Getting into Data Science presentation at Hisar Coding Summit 2021

Last week I had the opportunity to speak at the Hisar Coding Summit 2021, an event organised by students of the Hisar School of Istanbul. The remote format opened the doors for participants around the globe, but the audience was mainly high-school students with an interest in Data Science.

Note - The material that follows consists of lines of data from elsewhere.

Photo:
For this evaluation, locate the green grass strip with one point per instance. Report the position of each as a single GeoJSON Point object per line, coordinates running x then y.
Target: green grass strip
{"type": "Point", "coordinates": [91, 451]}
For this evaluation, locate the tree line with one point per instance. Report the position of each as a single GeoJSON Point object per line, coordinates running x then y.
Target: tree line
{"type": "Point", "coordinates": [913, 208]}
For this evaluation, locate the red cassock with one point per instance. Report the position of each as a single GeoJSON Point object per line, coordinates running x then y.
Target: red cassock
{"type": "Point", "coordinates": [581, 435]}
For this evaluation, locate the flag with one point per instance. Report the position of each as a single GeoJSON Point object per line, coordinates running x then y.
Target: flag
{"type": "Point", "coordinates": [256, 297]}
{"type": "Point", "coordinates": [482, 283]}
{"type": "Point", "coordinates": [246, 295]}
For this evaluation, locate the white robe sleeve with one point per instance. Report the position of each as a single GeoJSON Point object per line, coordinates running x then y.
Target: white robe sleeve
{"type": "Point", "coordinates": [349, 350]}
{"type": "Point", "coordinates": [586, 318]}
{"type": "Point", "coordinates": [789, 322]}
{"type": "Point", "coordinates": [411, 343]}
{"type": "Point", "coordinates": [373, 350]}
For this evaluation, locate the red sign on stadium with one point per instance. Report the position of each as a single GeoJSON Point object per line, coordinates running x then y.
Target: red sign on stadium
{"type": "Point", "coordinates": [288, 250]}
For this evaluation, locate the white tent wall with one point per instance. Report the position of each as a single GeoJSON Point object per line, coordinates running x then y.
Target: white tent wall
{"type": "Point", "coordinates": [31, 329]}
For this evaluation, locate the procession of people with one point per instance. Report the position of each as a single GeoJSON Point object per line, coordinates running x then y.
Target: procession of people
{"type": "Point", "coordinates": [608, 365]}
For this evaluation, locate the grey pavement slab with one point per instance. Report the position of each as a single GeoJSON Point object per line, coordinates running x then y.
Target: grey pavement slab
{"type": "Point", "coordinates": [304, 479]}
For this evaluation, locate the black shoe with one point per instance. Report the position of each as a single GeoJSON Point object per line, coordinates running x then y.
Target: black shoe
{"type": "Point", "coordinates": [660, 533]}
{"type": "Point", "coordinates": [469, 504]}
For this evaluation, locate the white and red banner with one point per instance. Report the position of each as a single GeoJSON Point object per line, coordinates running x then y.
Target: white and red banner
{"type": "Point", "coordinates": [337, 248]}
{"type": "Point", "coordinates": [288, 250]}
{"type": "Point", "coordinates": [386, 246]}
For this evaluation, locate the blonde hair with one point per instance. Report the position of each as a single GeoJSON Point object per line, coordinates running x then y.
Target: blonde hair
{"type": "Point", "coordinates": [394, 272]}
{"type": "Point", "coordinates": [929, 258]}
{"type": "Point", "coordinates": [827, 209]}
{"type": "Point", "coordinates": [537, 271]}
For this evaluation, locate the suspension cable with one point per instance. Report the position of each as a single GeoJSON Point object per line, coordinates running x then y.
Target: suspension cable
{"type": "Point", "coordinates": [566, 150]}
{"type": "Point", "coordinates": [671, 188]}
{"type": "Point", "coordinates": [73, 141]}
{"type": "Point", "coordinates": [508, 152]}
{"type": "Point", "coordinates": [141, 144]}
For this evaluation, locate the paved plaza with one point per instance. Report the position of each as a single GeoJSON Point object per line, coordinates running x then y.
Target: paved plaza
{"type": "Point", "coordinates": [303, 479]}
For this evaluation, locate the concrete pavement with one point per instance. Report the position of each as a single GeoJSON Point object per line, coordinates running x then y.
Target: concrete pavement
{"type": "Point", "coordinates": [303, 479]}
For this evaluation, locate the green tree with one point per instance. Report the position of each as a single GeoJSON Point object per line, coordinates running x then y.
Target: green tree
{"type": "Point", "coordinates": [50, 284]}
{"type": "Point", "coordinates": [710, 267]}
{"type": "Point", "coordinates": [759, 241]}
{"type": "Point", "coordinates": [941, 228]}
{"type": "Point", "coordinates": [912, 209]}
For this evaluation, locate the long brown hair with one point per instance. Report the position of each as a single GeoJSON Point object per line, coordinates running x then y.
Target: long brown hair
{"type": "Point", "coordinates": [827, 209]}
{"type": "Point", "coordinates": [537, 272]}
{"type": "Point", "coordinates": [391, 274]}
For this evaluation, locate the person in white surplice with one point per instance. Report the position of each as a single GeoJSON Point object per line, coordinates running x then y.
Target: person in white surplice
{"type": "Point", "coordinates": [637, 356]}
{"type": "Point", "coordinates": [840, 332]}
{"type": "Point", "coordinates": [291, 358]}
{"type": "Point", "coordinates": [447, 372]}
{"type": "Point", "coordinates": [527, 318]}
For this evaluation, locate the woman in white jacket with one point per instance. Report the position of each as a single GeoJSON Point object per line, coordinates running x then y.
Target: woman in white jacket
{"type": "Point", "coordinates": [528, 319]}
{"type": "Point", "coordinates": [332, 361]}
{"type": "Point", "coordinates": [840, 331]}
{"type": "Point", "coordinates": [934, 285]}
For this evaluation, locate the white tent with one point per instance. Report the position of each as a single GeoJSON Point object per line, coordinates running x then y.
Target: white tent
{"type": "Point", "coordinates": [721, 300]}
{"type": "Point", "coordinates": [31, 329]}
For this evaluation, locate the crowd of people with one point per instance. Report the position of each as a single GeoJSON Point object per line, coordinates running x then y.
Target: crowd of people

The title of my presentation, Getting into Data Science, already suggests the core topics: an overview on what Data Science is, some examples of interesting applications and an overview on the type of skill that are useful for a data scientist.

Link to the slides

Some of the core points I discussed:

  • Data Science is a three-way handshake between Computer Science, Statistics and Business Domain Knowledge. There are many Data Science Venn diagrams out there, with Drew Conway’s (that I referenced in the presentation) probably being the most recognised. One aspect of the Venn diagram representation that I don’t fully like is that it can be misread, suggesting that Data Scientists only exist within the intersection of the three disciplines (hence the representation of Data Scientists as Unicorns). The point of the three-way handshake is to suggest that Data Scientists’ skills can be found on the union, rather than the intersection, of such diagram (i.e. you don’t have to be an expert at everything to do Data Science).
  • “Data Scientist” is not the only job title in Data Science, there are plenty of other professionals whose skills are crucial for the positive outcome of a Data Science project, including e.g. data engineers, software engineers, business analysts, etc. There is also still some fuzziness on what data scientists are supposed to do, so different organisations will use job titles differently. I used Monica Rogati’s Data Science Hierarchy of Needs to illustrate this point, explaining how often people and companies tend to focus too much on the cool stuff at the top of the pyramid (AI and Deep Learning), which can only be achieved with solid foundations (reliable infrastructure and data handling) at the bottom of the pyramid.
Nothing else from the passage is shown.